La captura de paquetes se refiere a la acción de capturar paquetes de Protocolo de Internet (IP) para su revisión o análisis. El término también se puede usar para describir los archivos que generan las herramientas de captura de paquetes, que a menudo se guardan en el .formato pcap. La captura de paquetes es una técnica común de solución de problemas para los administradores de red, y también se utiliza para examinar el tráfico de red en busca de amenazas de seguridad. Después de una filtración de datos u otro incidente, las capturas de paquetes proporcionan pistas forenses vitales que ayudan a las investigaciones. Desde la perspectiva de un agente de amenazas, las capturas de paquetes se pueden usar para robar contraseñas y otros datos confidenciales. A diferencia de las técnicas de reconocimiento activo como el escaneo de puertos, la captura de paquetes se puede realizar sin dejar rastro para los investigadores.

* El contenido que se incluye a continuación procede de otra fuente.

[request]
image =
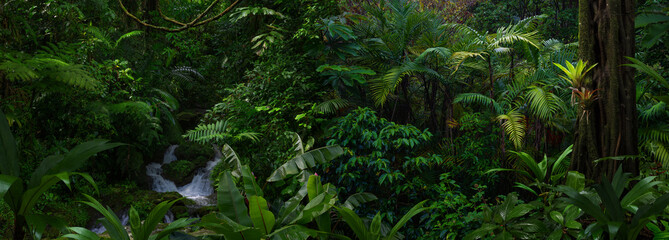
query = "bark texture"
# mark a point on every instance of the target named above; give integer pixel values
(609, 127)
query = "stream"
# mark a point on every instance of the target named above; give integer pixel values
(199, 189)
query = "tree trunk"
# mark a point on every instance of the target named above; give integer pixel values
(606, 36)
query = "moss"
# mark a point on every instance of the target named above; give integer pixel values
(199, 154)
(6, 220)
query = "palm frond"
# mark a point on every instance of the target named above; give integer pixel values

¿Cómo Funciona La Captura De Paquetes?
¡Hay más de una forma de atrapar un paquete! Las capturas de paquetes se pueden realizar desde un equipo de red, como un enrutador o un conmutador, desde un hardware dedicado llamado tap, desde la computadora portátil o de escritorio de un analista e incluso desde dispositivos móviles. El enfoque utilizado depende del objetivo final. No importa qué enfoque se utilice, la captura de paquetes funciona creando copias de algunos o todos los paquetes que pasan a través de un punto determinado de la red.
Capturar paquetes de su propia máquina es la forma más fácil de comenzar, pero hay algunas advertencias. De forma predeterminada, las interfaces de red solo prestan atención al tráfico destinado a ellas. Para obtener una vista más completa del tráfico de red, querrá poner la interfaz en modo promiscuo o modo de monitor. Tenga en cuenta que este enfoque también capturará una vista limitada de la red; en una red cableada, por ejemplo, solo verá el tráfico en el puerto de conmutador local al que está conectado su máquina.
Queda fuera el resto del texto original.